On some songs, Mickish and Morrison will write the lyrics or craft a melody. Another song was built by Idt from an a cappella version Morrison had recorded herself.

“With this particular album it’s hard to say there’s one diagram for how we write songs,” Morrison says.

Idt says some of the songs are close to the original demo, some were created by the whole band and there’s even songs that arose from parts of 2 or 3 others.

“It really covers the whole spectrum,” Idt says.

“Last Dirge”, a slow-burn rocker built on post-rock-influenced guitarwork that ends up percolating until it turns into a deluge, started with a first chord progression that Mickish recorded at Idt’s house. The song fragment was lost for about a year, until Idt started working on it while flying back from Europe. Suddenly, the forgotten part had developed into a full song.

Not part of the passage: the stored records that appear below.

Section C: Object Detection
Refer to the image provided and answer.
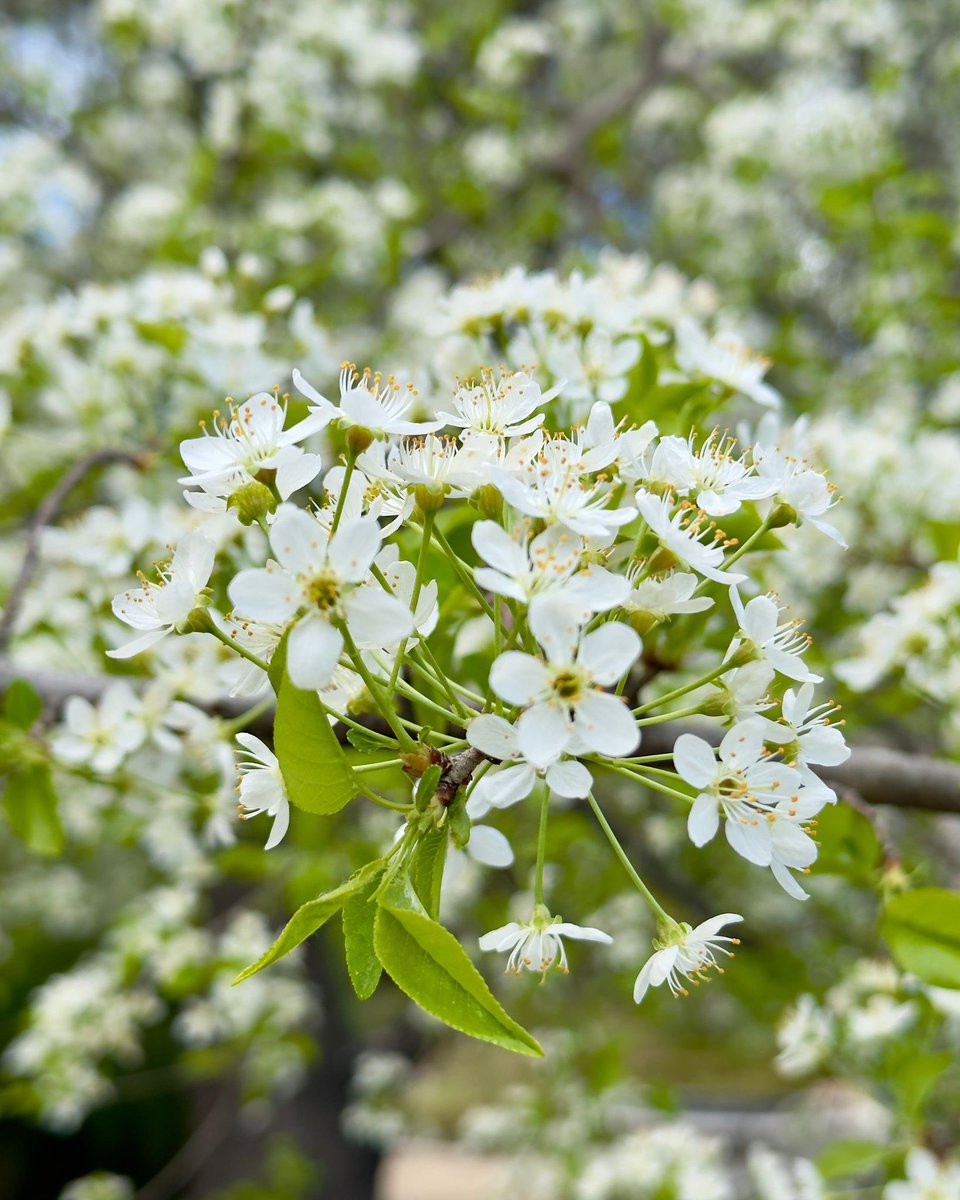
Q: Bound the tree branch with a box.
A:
[0,450,143,650]
[0,658,960,812]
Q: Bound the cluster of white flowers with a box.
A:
[95,290,847,1002]
[775,959,960,1079]
[4,888,316,1132]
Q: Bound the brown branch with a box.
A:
[0,450,143,650]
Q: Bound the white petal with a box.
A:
[517,704,570,767]
[546,758,593,800]
[343,584,413,648]
[574,691,640,758]
[470,521,527,577]
[577,620,641,688]
[467,713,517,758]
[328,517,380,583]
[686,792,720,846]
[673,733,716,787]
[264,797,290,850]
[287,614,343,690]
[490,650,550,706]
[227,566,302,625]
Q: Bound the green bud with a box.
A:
[227,480,277,526]
[626,610,659,637]
[767,504,799,529]
[413,484,446,514]
[176,598,215,634]
[347,425,374,455]
[470,484,503,521]
[727,642,760,670]
[648,546,679,575]
[446,804,473,850]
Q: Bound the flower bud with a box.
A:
[414,484,445,514]
[227,480,277,526]
[470,484,503,521]
[767,504,797,529]
[626,610,658,637]
[647,546,679,575]
[347,425,374,455]
[176,596,216,634]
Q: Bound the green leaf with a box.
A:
[373,881,544,1056]
[817,1138,893,1180]
[889,1050,956,1120]
[4,679,43,730]
[880,888,960,989]
[410,822,449,918]
[341,875,383,1000]
[4,763,65,854]
[234,863,380,984]
[271,647,361,814]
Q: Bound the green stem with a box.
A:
[533,787,550,904]
[337,622,416,750]
[431,524,497,625]
[637,701,703,725]
[600,762,694,804]
[204,612,270,673]
[587,792,676,925]
[634,659,736,716]
[386,510,436,707]
[330,450,356,538]
[220,692,277,738]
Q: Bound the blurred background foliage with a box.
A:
[0,0,960,1200]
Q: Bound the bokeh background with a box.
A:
[0,0,960,1200]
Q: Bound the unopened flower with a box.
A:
[107,533,216,659]
[677,318,780,408]
[236,733,290,850]
[636,488,745,583]
[438,371,560,438]
[730,587,823,683]
[634,912,743,1004]
[649,433,776,517]
[480,905,613,976]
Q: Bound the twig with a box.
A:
[0,450,143,650]
[0,658,960,812]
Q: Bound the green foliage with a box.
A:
[342,875,383,1000]
[881,888,960,989]
[374,883,544,1056]
[4,762,65,854]
[234,863,379,984]
[270,644,361,815]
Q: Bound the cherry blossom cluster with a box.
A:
[106,350,848,1002]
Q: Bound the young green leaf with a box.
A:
[233,863,379,984]
[341,876,383,1000]
[880,888,960,989]
[4,762,65,854]
[274,657,361,814]
[373,881,544,1056]
[410,823,449,919]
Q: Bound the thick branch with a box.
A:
[643,721,960,812]
[0,450,143,650]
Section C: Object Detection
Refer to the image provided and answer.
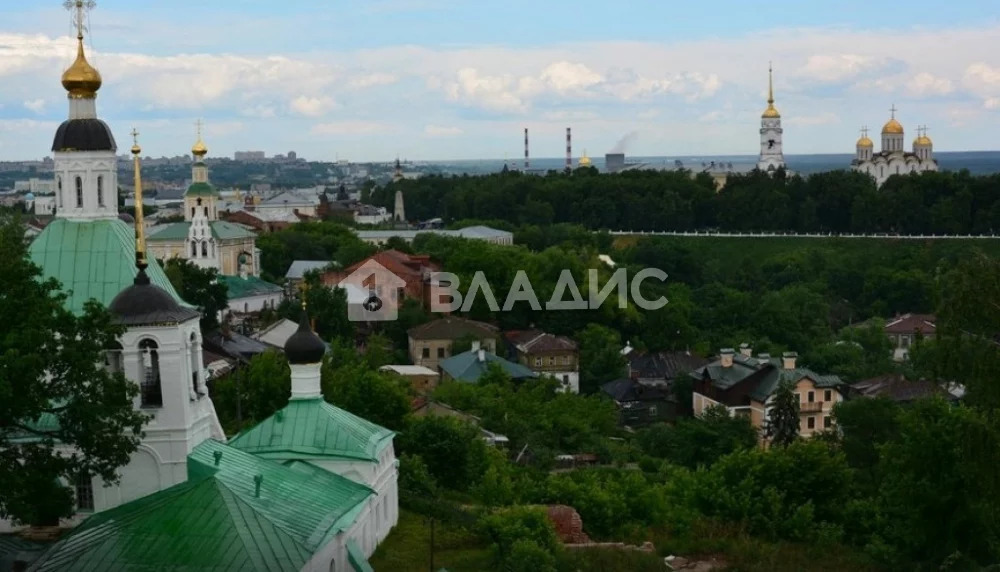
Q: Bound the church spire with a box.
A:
[132,127,149,284]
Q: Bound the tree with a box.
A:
[0,218,147,525]
[163,258,229,332]
[764,382,799,447]
[577,324,625,393]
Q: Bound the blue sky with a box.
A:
[0,0,1000,160]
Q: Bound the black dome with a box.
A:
[52,119,118,151]
[108,270,200,326]
[285,310,326,365]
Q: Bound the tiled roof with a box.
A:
[219,276,283,300]
[504,330,576,354]
[229,399,394,461]
[146,220,257,242]
[885,314,937,335]
[28,218,184,314]
[407,316,500,340]
[439,350,538,382]
[32,440,373,572]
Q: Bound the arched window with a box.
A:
[104,342,125,373]
[189,332,202,399]
[139,339,163,407]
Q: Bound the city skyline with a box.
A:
[0,0,1000,161]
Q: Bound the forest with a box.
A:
[370,167,1000,235]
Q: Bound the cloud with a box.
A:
[310,119,390,135]
[24,99,45,115]
[424,125,465,137]
[289,95,339,117]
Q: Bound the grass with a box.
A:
[369,510,493,572]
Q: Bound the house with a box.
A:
[407,316,500,369]
[438,341,538,383]
[849,373,962,403]
[379,365,440,395]
[625,351,708,387]
[504,330,580,393]
[219,275,285,314]
[884,314,937,361]
[601,377,677,427]
[690,346,844,437]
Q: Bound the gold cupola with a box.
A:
[62,33,101,99]
[761,64,781,119]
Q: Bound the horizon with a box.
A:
[0,0,1000,162]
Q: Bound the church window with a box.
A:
[73,473,94,512]
[104,342,125,373]
[139,340,163,407]
[189,333,202,395]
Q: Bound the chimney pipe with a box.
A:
[524,127,529,171]
[566,127,573,171]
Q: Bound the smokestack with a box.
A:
[524,127,529,171]
[566,127,573,171]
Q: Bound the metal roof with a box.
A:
[28,218,185,314]
[32,440,374,572]
[229,398,395,461]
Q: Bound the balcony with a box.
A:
[799,401,823,413]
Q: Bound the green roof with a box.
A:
[28,218,187,314]
[35,440,373,572]
[439,350,538,382]
[219,276,283,300]
[184,183,219,197]
[146,220,257,242]
[229,398,394,461]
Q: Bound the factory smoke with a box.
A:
[609,131,639,154]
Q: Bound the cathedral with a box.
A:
[757,66,785,171]
[851,106,938,187]
[149,123,260,277]
[11,0,398,572]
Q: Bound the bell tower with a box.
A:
[757,64,785,172]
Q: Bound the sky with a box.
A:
[0,0,1000,161]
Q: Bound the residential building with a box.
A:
[601,378,677,427]
[379,365,441,395]
[438,341,538,383]
[504,330,580,393]
[690,347,844,437]
[884,314,937,361]
[407,316,500,370]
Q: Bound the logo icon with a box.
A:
[337,259,406,322]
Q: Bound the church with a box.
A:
[851,105,938,187]
[757,66,785,172]
[149,123,260,277]
[10,0,398,572]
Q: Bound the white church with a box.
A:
[9,5,399,572]
[851,105,938,187]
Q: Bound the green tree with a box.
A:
[163,258,229,332]
[0,213,147,525]
[764,382,799,447]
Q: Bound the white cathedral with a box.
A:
[757,66,785,172]
[9,5,398,572]
[851,106,938,187]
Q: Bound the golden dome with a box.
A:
[191,137,208,158]
[62,36,101,99]
[882,117,903,135]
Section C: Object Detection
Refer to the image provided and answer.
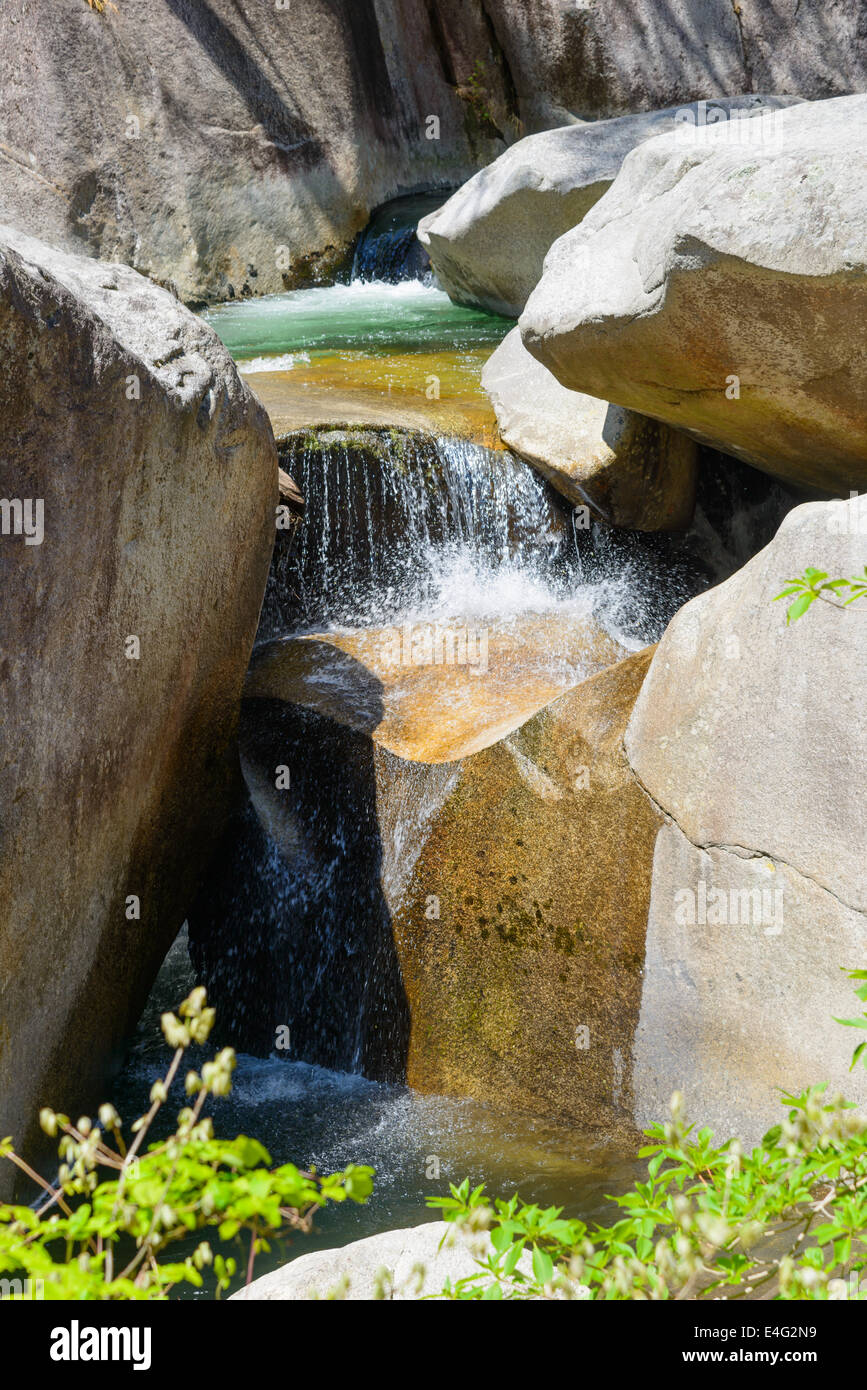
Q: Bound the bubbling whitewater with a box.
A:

Morrison, who sung in Son, Ambulance, says the varied process of creating Conduits songs feel unique to the band.

“The creative process of this album has been really interesting,” Morrison says. “I don’t feel like all bands do it in this way.”

Now the band will finally unveil its first album, which has been done for close to nine months, Morrison says.

Idt says the band did initial tracking at ARC Studios in town over two or three days, then finished the rest at Idt’s home studio during a three-week period. The album was mastered last summer.

By working in Idt’s home studio, the band found freedom from the process of creating full demos, then sticking to those final versions once locked into the time-crunch of professional studio time.

“We just got to kind of let the songs evolve on the actual recording rather than planning everything out,” Idt says.

Morrison says the home studio allowed her to approach vocals multiple ways and feel which takes matched the music best.

“We got to play around with more interesting things and interesting sounds without the clock ticking,” Idt says

Having time on their side also allowed the band to let ideas percolate. The band had the opportunity to step away and come back fresh if they needed to.

“We had the luxury of being able to sit on it for a day and listen to it the next,” Idt says.

Mickish says he sees the band taking advantage of both the home studio and more controlled studio spaces, especially when it comes to recording things like drum tracks.

Still, Idt says he’s in love with keeping that home studio control over the project.

“I don’t see us doing full album in the studio all on our own probably ever,” Idt says

Once the album was finished, both the band and their manager, Cursive’s Matt Maginn, stayed busy sending out the album, hoping to generate label interest, Morrison says.

In Europe, we got a label interested pretty much right away. There was an American label that expressed a desire to release the album too, but that came with more uncertainty.

“Team Love had always been interested in putting it out but they weren’t sure whether they were going to still be putting (new) stuff out,” Morrison says.

In the end, Team Love liked it enough to support it, Nate Mickish says.

And a lot of that comes from Maginn, who has become one of the band’s biggest champions. Maginn still keeps a hand in helping run Team Love, in addition to managing Conduits.

“Without Matt, a lot of the stuff that is going on for us right now wouldn’t have happened,” Mickish says.

Morrison says Maginn had been supportive since the first time he heard the band. As it grew, so did his desire to work with the band.

That might be thanks to Roger Lewis, Conduits drummer. Maginn and Lewis are longtime friends

“I think Roger provided the excitement level enough for Matt to pay attention to it and once Matt heard what we were doing, he liked it,” Mickish says.